Streamlit-aggrid select rows very slow on Streamlit Cloud

I am running into problems using Streamlit-aggrid on Streamlit cloud. The issue arises when using paginated display and allowing the user to select rows. In particular, when select_mode=“multiple” and I initialize all boxes to checked, the aggrid is very slow to run (the problem grows with data size). I have this problem only on Streamlit Cloud not my local machine. I illustrate the problem with a simple app (codebase here).

Below is a summary of my analysis of the problem and some questions (you can reproduce this behavior using the “Explore in Depth” page of my app). Is it possible to fix this on Streamlit Cloud?

  • It seems like st_aggrid.__init__.py is being called each time a selection event (click) on the aggrid display occurs.

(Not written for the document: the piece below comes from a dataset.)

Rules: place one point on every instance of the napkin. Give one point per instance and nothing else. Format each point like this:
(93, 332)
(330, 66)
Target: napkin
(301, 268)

I can detect this by catching a warning that it throws (at line 42 of __init.py__, about iteritems() deprecation) and recording the total number of warnings. I thought __init__.py was called only once, when the app started. Why is it called so often? I believe this is the source of the problems.

  • When I use select_mode=“multiple”, initialize all boxes to checked, and use a modestly-size dataset (like 200 rows), the aggrid is very slow to run and throws many warnings. It looks like it is calling st_aggrid.__init__.py (and perhaps some other initialization) once for each page of data in the Aggrid display. I suspect this is why it is so slow.

    • This problem only arises on Streamlit Cloud and not my local computer (running the same package versions but Windows 10 not Linux). I haven’t tested on other cloud platforms yet.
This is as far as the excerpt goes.